Non può essere un arbitro a misurare il grado di razzismo di un paese
Il vero errore di Mazzoleni in Inter-Napoli è stato ammonire Koulibaly per un fallo normale. Ma siamo proprio sicuri spettasse a lui sospendere la partita?
Bisognerebbe prima o poi chiarirsi su quale sia il compito dell’arbitro in una partita di calcio. Gestire ventidue uomini (o donne) intenti a prendere a calcio un pallone pare non bastare più. Protocolli, norme e direttive hanno negli anni trasformato la romantica giacchetta nera in una via di mezzo tra un burocrate, un osservatore di immagini alla moviola, un atleta, uno psicologo – perché bisogna capire lo stress e la tensione dei calciatori, naturalmente – e un esperto di tattiche, visto che Pierluigi Collina sosteneva che un arbitro dovesse conoscere il modo di giocare delle squadre in campo, compresa la lunghezza media del rinvio effettuato dal portiere.

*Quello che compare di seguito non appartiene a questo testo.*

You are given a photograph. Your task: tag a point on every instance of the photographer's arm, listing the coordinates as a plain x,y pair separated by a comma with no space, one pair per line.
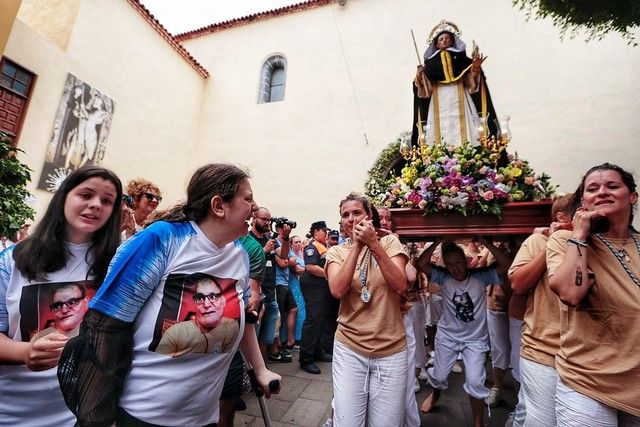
423,263
314,269
284,249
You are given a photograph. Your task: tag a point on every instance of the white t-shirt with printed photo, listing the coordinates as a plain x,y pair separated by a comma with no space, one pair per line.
29,398
148,283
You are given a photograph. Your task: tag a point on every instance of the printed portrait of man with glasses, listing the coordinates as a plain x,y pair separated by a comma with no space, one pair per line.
69,303
205,328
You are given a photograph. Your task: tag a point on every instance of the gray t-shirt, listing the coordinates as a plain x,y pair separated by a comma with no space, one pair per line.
464,317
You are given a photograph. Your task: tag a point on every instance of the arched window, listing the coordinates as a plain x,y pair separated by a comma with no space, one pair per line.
272,79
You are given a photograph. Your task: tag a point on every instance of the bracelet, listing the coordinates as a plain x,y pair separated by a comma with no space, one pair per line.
577,242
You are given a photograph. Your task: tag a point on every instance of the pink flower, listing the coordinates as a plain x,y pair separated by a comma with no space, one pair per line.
414,197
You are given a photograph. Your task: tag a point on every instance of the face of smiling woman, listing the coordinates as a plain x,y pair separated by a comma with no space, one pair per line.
606,193
87,208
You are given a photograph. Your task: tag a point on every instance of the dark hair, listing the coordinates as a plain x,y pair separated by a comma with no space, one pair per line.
213,179
375,217
45,251
627,179
450,248
357,197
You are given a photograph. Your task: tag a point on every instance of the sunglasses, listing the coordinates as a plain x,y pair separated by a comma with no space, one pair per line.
151,197
57,306
212,297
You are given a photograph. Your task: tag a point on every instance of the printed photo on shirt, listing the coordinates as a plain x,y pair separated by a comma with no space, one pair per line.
54,307
199,314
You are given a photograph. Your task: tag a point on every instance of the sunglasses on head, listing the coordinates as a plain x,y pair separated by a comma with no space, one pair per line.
57,306
151,197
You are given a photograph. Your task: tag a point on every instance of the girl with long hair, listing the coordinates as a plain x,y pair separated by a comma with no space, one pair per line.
114,370
44,285
367,274
595,271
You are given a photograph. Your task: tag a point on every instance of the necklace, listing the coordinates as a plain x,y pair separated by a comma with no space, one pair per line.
622,255
363,267
618,252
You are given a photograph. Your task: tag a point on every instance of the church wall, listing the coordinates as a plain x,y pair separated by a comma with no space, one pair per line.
157,94
573,104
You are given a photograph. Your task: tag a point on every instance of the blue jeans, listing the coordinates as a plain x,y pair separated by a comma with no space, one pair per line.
267,329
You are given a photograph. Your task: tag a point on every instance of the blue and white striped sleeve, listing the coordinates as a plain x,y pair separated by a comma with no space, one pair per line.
137,269
6,267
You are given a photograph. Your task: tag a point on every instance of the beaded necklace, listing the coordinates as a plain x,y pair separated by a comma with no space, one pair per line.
365,293
622,255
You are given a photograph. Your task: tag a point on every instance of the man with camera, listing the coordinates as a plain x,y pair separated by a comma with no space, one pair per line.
286,302
261,232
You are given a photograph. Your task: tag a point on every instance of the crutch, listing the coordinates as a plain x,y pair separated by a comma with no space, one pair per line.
273,386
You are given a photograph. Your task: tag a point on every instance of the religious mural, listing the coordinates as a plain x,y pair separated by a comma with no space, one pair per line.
79,134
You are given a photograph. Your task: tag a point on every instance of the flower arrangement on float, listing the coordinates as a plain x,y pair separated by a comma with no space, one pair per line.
469,179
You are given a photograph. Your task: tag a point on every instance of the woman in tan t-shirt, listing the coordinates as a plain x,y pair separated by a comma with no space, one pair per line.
367,274
596,273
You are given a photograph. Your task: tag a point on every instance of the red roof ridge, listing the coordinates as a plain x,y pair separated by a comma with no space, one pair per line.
175,44
260,16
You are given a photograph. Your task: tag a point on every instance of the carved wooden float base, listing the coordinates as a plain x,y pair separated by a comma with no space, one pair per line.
516,219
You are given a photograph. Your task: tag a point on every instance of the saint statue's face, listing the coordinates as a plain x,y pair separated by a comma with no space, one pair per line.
444,41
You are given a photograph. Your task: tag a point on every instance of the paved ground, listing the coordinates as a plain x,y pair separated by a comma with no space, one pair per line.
305,401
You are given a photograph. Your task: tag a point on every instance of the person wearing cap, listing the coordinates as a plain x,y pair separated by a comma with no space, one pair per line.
333,238
333,304
315,290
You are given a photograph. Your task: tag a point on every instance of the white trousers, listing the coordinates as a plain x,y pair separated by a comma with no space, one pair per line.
575,409
433,309
368,391
418,322
515,333
473,356
411,414
498,325
538,387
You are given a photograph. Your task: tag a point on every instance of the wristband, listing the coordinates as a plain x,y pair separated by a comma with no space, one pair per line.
577,242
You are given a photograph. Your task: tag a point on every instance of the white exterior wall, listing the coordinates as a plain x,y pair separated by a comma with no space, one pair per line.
157,94
349,71
573,104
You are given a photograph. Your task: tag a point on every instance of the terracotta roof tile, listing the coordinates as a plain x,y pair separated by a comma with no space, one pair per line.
260,16
168,37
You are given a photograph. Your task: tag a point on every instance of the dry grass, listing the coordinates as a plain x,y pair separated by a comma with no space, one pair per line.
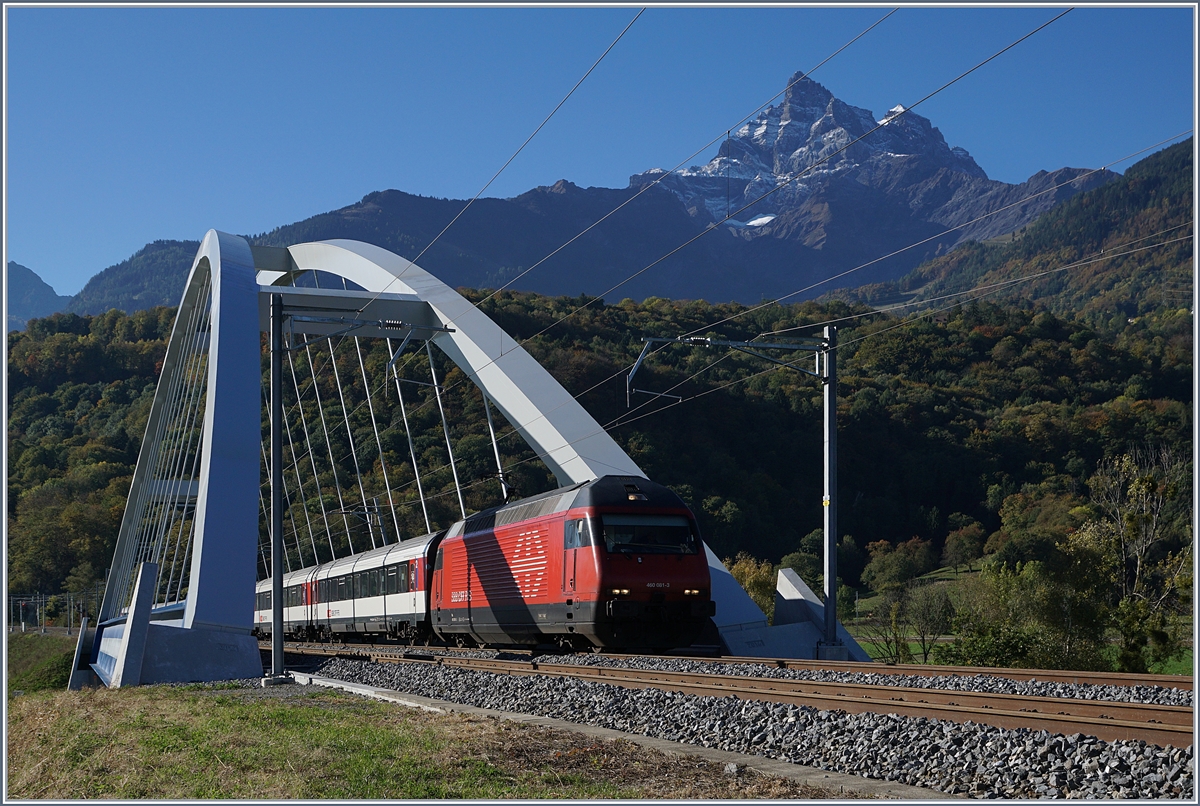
292,741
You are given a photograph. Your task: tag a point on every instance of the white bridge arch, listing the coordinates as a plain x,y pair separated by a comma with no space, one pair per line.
179,596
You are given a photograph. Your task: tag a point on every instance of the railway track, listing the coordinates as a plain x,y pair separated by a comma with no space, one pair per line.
1159,725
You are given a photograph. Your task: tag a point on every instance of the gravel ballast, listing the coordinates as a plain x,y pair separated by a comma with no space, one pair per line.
981,683
971,759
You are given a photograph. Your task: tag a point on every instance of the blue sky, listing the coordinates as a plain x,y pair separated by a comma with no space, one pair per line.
130,125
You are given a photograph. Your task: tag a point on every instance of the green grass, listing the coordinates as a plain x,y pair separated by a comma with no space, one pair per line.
39,661
192,744
1176,666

Quel che non si può domandare ai fischietti, però, è di stabilire quanto un paese sia razzista. Ammesso che sia possibile farlo. Paolo Silvio Mazzoleni di Bergamo, arbitro internazionale giunto alla sua ultima stagione in serie A, si sta togliendo più di una soddisfazione quest’anno: a mente libera si può dirigere senza badare troppo ai contraccolpi mediatici, alle ramanzine dei superiori, alle minacce di finire in castigo in partite di medio-bassa caratura.
Mercoledì ha commesso un vero errore: ammonire Koulibaly, peraltro su indicazione dell’assistente di linea, per un fallo normale che non richiedeva il provvedimento disciplinare. Sulla mancata sospensione della partita per ululati razzisti, solo lui sa cosa le sue orecchie hanno sentito. Il sindaco di Napoli, Luigi De Magistris, parla di “razzismo di stato”. Ma può essere un arbitro il giudice chiamato a decidere se in uno stadio sia in corso un’esibizione razzista? E’ l’arbitro che deve valutare se i buu sono così forti, continui e ripetuti da dover determinare lo stop all’incontro? E’ l’arbitro che deve stabilire – mentre dirige la partita – se i cori discriminatori (o i semplici indecenti ululati) provengono da una zona consistente dell’impianto di gioco e non da una frangia di cento idioti? Il paradosso è che ora sul banco degli imputati non sono finiti i responsabili del fatto – ma qualcuno ha capito quanti erano e da dove si “esibivano”? – ma l’arbitro, colpevole di non aver sospeso il match. Una follia ma anche la soluzione più rapida e pigra a un problema enorme che anni di dibattiti culturali, pause di riflessione e talk-show ad hoc, non hanno saputo o potuto risolvere.